Dáil debates

Wednesday, 27 February 2013

State Forestry: Motion (Resumed) [Private Members]

 

7:55 pm

Photo of Richard Boyd BarrettRichard Boyd Barrett (Dún Laoghaire, People Before Profit Alliance) | Oireachtas source

The Minister had his chance to speak.

By definition those entities are not concerned with public access. That is not their job. I am not making a moral statement, just an objective statement of fact. They are interested in making money. Public access, maintaining biodiversity, meeting climate change targets, creating jobs for the economy or creating revenue for the State will not be their priorities. Those are our priorities, as a society, but a private company's priority is to make money for the company.
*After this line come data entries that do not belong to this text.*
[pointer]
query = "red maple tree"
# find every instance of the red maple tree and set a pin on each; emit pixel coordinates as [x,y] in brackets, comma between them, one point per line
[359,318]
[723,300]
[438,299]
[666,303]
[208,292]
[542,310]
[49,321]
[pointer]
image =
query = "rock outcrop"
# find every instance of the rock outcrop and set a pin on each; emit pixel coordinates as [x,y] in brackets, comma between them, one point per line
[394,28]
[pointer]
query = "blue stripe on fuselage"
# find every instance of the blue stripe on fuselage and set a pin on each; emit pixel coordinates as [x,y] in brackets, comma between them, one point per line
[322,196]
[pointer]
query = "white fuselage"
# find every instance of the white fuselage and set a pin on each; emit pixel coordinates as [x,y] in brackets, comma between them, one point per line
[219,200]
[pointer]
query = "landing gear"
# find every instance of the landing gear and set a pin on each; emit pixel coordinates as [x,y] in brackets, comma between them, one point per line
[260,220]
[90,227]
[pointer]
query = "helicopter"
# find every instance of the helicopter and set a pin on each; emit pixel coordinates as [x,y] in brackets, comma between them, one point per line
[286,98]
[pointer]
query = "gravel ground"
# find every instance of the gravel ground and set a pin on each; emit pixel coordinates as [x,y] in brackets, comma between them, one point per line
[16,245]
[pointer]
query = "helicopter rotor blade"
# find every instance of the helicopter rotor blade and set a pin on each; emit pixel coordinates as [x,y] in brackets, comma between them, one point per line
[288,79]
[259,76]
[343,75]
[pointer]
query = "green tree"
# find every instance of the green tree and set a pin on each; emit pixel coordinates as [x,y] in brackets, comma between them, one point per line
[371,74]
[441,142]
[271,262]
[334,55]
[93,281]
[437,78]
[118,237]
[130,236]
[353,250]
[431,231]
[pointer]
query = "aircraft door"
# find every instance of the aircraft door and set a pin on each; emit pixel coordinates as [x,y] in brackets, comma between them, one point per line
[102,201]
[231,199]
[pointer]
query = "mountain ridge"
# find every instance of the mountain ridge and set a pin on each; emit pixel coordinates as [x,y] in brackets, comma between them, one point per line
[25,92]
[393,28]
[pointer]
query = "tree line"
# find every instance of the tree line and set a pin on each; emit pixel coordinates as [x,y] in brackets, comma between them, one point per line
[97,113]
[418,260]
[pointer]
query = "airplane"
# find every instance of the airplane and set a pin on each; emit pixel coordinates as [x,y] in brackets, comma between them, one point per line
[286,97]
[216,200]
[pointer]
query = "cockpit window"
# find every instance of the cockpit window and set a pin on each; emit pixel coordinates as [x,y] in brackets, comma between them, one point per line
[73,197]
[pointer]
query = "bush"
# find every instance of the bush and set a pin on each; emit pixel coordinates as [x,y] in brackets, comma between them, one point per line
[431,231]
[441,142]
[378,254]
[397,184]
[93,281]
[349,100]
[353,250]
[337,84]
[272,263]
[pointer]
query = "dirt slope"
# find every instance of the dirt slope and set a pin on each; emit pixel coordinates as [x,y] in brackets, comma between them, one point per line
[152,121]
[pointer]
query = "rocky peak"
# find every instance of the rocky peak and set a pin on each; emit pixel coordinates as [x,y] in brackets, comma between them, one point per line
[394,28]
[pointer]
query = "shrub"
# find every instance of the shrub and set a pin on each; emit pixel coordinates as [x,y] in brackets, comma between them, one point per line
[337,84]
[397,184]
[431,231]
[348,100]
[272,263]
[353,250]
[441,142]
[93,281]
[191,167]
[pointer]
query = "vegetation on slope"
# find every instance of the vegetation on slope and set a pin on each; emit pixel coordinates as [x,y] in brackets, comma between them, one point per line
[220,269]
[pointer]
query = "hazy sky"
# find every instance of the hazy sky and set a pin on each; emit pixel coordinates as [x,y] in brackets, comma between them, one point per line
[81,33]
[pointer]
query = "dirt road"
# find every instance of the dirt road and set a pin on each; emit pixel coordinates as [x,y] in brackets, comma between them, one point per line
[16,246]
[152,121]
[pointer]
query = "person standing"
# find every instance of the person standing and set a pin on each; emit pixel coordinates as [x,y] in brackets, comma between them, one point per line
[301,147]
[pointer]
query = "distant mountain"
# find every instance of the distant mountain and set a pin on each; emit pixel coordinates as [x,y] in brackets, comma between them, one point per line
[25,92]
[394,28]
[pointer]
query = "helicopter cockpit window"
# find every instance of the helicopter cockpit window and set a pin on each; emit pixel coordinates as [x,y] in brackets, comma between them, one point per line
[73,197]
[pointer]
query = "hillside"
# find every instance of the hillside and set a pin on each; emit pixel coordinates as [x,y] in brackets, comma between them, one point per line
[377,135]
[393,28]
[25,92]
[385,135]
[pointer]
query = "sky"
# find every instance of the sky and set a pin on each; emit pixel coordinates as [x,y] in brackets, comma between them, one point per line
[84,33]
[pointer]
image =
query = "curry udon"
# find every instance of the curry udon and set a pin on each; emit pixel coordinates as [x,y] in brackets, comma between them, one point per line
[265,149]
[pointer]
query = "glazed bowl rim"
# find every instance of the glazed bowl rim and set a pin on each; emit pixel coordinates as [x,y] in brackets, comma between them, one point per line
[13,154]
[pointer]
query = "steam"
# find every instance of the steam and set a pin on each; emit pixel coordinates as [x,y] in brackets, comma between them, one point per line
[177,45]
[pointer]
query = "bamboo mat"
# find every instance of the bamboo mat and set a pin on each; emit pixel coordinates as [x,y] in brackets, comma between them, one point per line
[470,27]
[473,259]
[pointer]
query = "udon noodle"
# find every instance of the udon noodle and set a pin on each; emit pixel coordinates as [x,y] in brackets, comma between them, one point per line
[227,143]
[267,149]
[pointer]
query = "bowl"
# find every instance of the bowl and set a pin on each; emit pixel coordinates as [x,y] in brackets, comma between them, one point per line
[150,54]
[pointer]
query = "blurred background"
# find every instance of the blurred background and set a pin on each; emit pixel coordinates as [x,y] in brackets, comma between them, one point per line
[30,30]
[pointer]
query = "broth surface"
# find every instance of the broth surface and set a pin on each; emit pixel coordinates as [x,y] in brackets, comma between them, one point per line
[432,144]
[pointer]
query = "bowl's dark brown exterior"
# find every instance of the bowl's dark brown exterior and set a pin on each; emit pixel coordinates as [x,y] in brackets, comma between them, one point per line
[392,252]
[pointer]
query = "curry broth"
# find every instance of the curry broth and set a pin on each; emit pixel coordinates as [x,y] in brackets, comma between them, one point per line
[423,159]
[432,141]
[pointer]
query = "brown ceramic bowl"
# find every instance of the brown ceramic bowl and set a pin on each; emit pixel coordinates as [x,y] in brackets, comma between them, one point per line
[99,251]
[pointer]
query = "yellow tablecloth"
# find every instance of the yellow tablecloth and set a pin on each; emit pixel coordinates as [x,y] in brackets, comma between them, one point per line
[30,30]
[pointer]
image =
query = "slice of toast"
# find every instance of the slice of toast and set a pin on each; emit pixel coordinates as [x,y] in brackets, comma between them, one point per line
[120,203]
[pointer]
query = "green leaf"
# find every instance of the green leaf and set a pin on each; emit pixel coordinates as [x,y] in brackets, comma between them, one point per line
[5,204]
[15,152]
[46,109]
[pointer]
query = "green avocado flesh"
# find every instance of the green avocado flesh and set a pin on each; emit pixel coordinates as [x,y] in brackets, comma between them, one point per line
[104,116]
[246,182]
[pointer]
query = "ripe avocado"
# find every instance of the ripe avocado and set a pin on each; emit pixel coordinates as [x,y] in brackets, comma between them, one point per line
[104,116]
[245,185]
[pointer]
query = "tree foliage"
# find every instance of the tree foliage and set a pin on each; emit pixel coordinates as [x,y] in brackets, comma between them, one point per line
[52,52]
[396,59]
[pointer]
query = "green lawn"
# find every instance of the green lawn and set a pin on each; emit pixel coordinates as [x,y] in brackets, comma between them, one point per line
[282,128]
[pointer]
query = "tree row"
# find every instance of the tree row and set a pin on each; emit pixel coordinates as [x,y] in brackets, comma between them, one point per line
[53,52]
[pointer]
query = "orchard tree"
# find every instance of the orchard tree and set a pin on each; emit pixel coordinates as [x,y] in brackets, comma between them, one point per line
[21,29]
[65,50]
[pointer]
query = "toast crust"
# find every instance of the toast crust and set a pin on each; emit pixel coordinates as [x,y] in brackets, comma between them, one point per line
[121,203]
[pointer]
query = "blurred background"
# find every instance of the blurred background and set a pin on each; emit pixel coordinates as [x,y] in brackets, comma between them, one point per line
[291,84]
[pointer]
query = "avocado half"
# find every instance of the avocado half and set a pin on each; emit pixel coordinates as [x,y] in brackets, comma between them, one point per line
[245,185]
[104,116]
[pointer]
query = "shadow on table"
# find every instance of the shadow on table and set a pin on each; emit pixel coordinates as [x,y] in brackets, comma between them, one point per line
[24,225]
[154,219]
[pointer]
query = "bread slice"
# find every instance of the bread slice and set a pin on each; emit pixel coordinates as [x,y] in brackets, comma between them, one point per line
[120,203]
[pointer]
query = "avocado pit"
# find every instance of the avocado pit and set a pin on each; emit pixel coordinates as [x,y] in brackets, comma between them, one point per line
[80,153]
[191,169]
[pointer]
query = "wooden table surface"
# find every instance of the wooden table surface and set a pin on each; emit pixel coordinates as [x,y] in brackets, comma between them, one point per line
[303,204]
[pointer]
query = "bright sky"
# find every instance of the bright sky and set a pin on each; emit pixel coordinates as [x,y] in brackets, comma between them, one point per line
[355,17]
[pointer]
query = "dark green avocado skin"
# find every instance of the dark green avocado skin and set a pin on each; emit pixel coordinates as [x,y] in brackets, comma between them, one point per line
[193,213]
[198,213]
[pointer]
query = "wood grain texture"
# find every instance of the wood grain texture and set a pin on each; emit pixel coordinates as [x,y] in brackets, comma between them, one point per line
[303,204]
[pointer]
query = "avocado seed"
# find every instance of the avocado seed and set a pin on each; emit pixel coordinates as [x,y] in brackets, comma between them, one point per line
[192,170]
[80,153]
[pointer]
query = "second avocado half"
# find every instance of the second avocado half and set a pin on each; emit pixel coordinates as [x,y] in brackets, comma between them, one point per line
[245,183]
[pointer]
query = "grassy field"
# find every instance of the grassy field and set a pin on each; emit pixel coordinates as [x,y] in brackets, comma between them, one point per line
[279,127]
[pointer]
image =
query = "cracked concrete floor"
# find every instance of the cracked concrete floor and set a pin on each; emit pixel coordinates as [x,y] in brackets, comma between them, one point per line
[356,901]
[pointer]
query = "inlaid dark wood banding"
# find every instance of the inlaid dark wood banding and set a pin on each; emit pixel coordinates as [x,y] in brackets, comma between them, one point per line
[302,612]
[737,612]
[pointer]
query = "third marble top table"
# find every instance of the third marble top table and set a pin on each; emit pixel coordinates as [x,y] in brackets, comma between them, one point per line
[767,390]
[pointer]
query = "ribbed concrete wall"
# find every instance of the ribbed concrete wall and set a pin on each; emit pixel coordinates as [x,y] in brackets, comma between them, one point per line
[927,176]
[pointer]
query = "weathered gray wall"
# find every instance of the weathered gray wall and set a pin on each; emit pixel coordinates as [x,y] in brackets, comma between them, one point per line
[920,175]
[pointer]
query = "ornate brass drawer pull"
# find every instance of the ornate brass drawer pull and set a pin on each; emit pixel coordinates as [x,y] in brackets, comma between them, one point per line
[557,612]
That priority will conflict with the objectives we as a society would have for forestry, to protect its environmental integrity and to protect it as a piece of our heritage and history and, yes, as an economic asset, but for every citizen of the country and not just for one or a number of private entities.

In the forestry sector there is perhaps no clearer example of where environmental, heritage and social concerns cross over directly with economic interests. In Ireland, more than any other country in Europe, our environment is our economy, and forests are a critical part of it. The forests, the sea and the land are our economy, or a critical and indistinguishable part of it. Historically, the State has recognised that in the case of farming, but, sadly, we have not recognised it in the case of forestry and perhaps fishing, to the detriment of those sectors. The evidence is clear - 12,000 jobs, 18 million tourist visits, approximately €0.5 billion in revenue generated from domestic and foreign visitors and €2.2 billion in annual output from the forestry sector. The Minister will be familiar with the statistics.